BEIRUT

Lebanon News

Berri abandons own electoral proposal

Berri has distributed the 49-item agenda to MPs.

BEIRUT: Parliament Speaker said Wednesday that his formula of a hybrid electoral proposal was rejected by the country’s political rivals and thus can no longer be an option for the coming polls.

“My proposal was slammed by both the March 8 and March 14 camps and thus has become unacceptable, even more it has become a point of contention,” Berri told lawmakers during a weekly meeting in his Ain al-Tineh residence.

With Berri's proposal being rejected, Lebanon faces even a greater risk of postponing the elections if no agreement on a consensual vote law is reached.

Berri’s plan calls for 64 lawmakers to be elected based on a winner-takes-all system and another 64 to be elected under a proportional representation system.

According to Berri, with still no options for a consensual electoral proposal, the only choice would be to go back to the Orthodox Gathering proposal or implement Article 22 of the constitution, which stipulates establishing a senate.
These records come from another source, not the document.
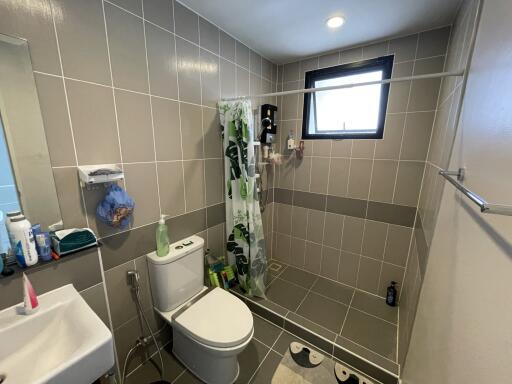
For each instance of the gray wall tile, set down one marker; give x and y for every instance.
(227, 46)
(127, 49)
(208, 35)
(94, 126)
(186, 23)
(69, 195)
(192, 131)
(210, 79)
(167, 129)
(82, 25)
(161, 52)
(194, 184)
(189, 74)
(37, 28)
(95, 298)
(141, 185)
(160, 12)
(172, 191)
(52, 102)
(135, 128)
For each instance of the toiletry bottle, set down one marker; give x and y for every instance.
(162, 238)
(8, 217)
(25, 246)
(5, 243)
(30, 302)
(391, 294)
(291, 141)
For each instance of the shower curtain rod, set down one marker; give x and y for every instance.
(460, 72)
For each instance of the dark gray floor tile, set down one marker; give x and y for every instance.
(149, 371)
(267, 310)
(299, 277)
(187, 378)
(266, 371)
(250, 359)
(310, 326)
(286, 294)
(376, 306)
(265, 331)
(363, 366)
(314, 339)
(325, 312)
(336, 291)
(371, 332)
(367, 354)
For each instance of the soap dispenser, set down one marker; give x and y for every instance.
(162, 238)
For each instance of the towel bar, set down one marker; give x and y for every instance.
(485, 207)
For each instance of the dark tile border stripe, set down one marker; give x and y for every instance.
(215, 215)
(365, 209)
(322, 343)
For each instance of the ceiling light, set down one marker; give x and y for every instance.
(335, 22)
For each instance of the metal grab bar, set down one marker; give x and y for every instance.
(485, 207)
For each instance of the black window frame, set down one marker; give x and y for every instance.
(384, 63)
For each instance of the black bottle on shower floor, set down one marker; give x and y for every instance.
(391, 294)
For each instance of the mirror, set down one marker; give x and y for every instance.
(26, 177)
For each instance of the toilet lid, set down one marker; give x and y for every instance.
(218, 319)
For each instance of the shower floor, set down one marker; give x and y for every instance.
(357, 321)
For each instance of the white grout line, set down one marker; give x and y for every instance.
(271, 349)
(179, 109)
(405, 120)
(346, 314)
(67, 106)
(202, 122)
(107, 302)
(384, 254)
(151, 112)
(113, 91)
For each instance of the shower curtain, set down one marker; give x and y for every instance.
(244, 228)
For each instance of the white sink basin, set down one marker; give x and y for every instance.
(63, 342)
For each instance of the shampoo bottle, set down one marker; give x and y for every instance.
(162, 238)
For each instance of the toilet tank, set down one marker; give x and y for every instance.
(179, 275)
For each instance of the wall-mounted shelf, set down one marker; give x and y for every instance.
(97, 174)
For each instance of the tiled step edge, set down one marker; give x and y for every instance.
(277, 315)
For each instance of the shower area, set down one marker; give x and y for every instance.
(343, 219)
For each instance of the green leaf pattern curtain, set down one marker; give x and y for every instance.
(244, 228)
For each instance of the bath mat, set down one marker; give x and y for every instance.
(292, 371)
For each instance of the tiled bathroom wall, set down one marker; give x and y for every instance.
(133, 83)
(346, 210)
(443, 134)
(8, 194)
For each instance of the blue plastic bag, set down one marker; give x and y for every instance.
(116, 207)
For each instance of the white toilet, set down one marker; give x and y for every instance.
(210, 326)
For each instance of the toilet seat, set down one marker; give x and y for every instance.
(218, 319)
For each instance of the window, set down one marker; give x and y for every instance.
(347, 113)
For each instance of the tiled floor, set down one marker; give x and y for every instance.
(358, 321)
(257, 362)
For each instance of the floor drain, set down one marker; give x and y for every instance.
(274, 267)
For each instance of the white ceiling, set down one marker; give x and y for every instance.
(285, 30)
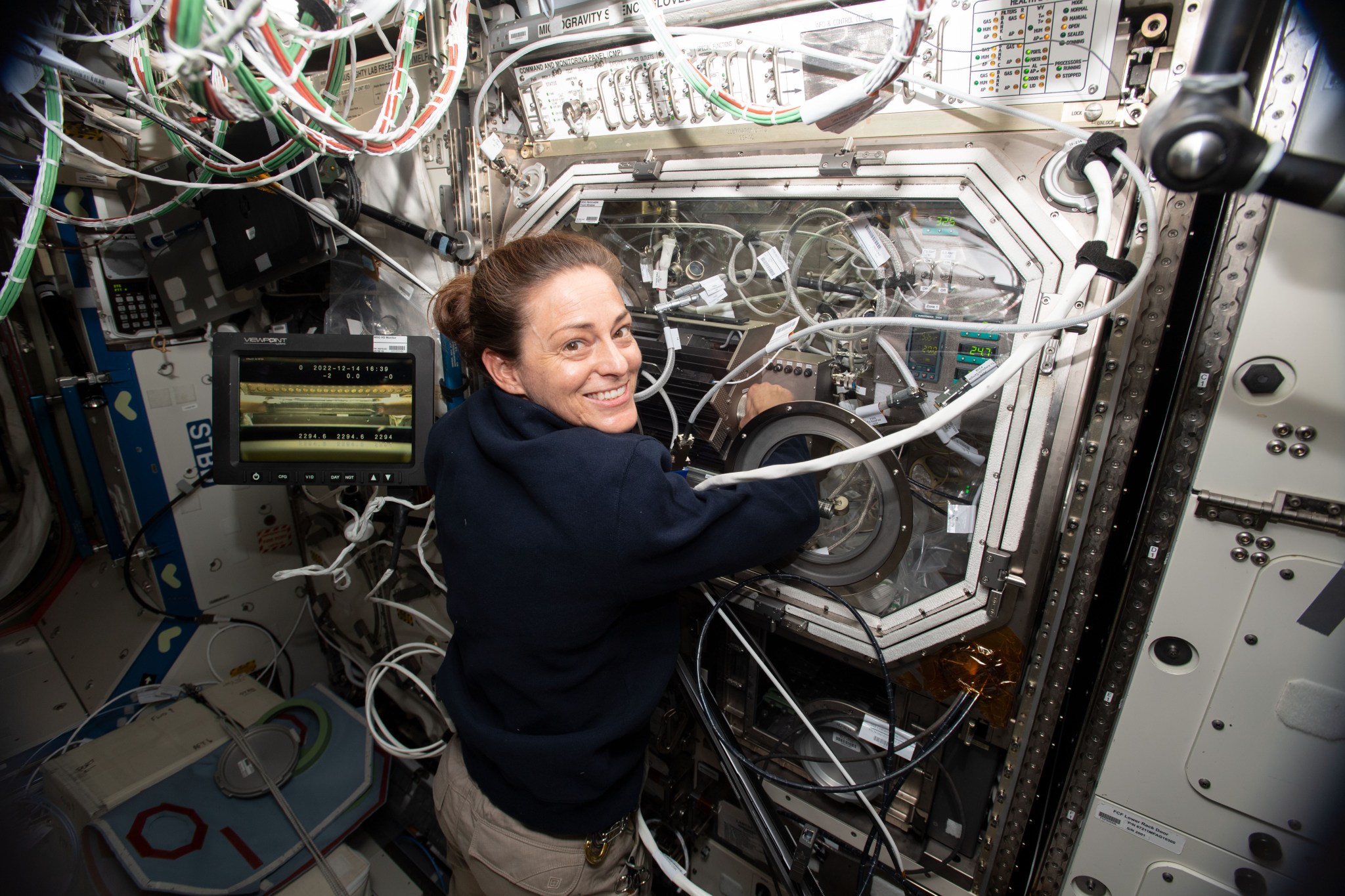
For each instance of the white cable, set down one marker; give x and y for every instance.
(1024, 352)
(671, 414)
(670, 868)
(430, 621)
(807, 723)
(420, 553)
(102, 38)
(391, 662)
(131, 172)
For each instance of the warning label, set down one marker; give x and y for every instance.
(1141, 826)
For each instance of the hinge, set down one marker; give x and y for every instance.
(1304, 511)
(648, 169)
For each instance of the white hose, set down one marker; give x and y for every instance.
(1039, 335)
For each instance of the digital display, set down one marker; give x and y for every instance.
(326, 410)
(977, 351)
(923, 351)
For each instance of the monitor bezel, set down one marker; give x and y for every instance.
(229, 347)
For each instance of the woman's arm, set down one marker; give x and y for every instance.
(669, 535)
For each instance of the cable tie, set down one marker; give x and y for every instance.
(1114, 269)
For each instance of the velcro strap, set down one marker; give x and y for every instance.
(1115, 269)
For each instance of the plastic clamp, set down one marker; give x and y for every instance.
(1115, 269)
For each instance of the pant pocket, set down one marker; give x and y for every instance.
(536, 863)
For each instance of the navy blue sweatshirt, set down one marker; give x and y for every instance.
(560, 547)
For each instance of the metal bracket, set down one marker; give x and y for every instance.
(648, 169)
(997, 576)
(1304, 511)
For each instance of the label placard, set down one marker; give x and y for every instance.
(390, 344)
(590, 211)
(493, 147)
(1141, 826)
(873, 250)
(876, 731)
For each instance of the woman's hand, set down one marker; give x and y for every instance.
(762, 396)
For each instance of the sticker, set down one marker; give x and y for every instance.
(493, 147)
(876, 731)
(783, 330)
(962, 519)
(1141, 826)
(590, 211)
(201, 435)
(772, 263)
(868, 240)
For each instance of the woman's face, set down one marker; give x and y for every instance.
(577, 356)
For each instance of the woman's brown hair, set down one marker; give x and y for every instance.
(487, 309)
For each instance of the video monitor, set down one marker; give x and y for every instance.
(299, 409)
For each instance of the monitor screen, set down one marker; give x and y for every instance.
(326, 410)
(301, 409)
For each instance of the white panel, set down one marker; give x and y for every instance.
(1251, 699)
(35, 699)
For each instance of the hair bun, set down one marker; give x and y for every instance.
(452, 312)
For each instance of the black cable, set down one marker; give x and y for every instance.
(206, 618)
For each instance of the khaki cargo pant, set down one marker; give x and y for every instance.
(493, 855)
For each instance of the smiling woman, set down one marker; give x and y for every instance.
(563, 535)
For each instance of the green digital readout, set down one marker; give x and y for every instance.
(973, 350)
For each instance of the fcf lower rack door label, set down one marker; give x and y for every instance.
(1141, 826)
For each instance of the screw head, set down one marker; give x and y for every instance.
(1264, 379)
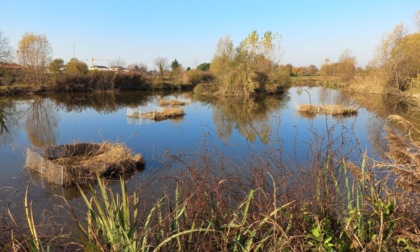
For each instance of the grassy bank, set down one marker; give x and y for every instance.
(266, 205)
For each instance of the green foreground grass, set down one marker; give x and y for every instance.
(334, 205)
According to Article 22, Lebanon’s Parliament is elected on a non-confessional basis, while a Senate is established in which all the religious communities are represented.

The senate’s authority would be limited to major national issues.

Last month, when Former Prime Minister Saad Hariri put forward a four-point-initiative including establishing a Senate, the speaker said Hariri’s proposal related to amending Article 22 of the constitution, will have to wait for March 19, when the first cycle of Parliament begins.

Meanwhile, Social Affairs Minister Wael Abu Faour, of the Progressive Socialist Party, said following the meeting with Berri that the speaker would not allow any step that goes against the National Pact in Parliament, in reference to a possible vote on the Orthodox proposal in Parliament.

“The Orthodox proposal contradicts with the National Pact and I don’t think Berri or any other political force would risk carrying on with a law that enhances divisions among the Lebanese,” said Abu Faour.

The Orthodox law was approved earlier this month by the joint parliamentary committees. However, Berri appealed to political rivals to reach a consensus over another law before putting it to vote in Parliament.

The proposal, which projects Lebanon as one district with each sect electing its own representatives based on a proportional representation system, was rejected by the PSP, the Future Movement, the president, the prime minister and independent Christian lawmakers.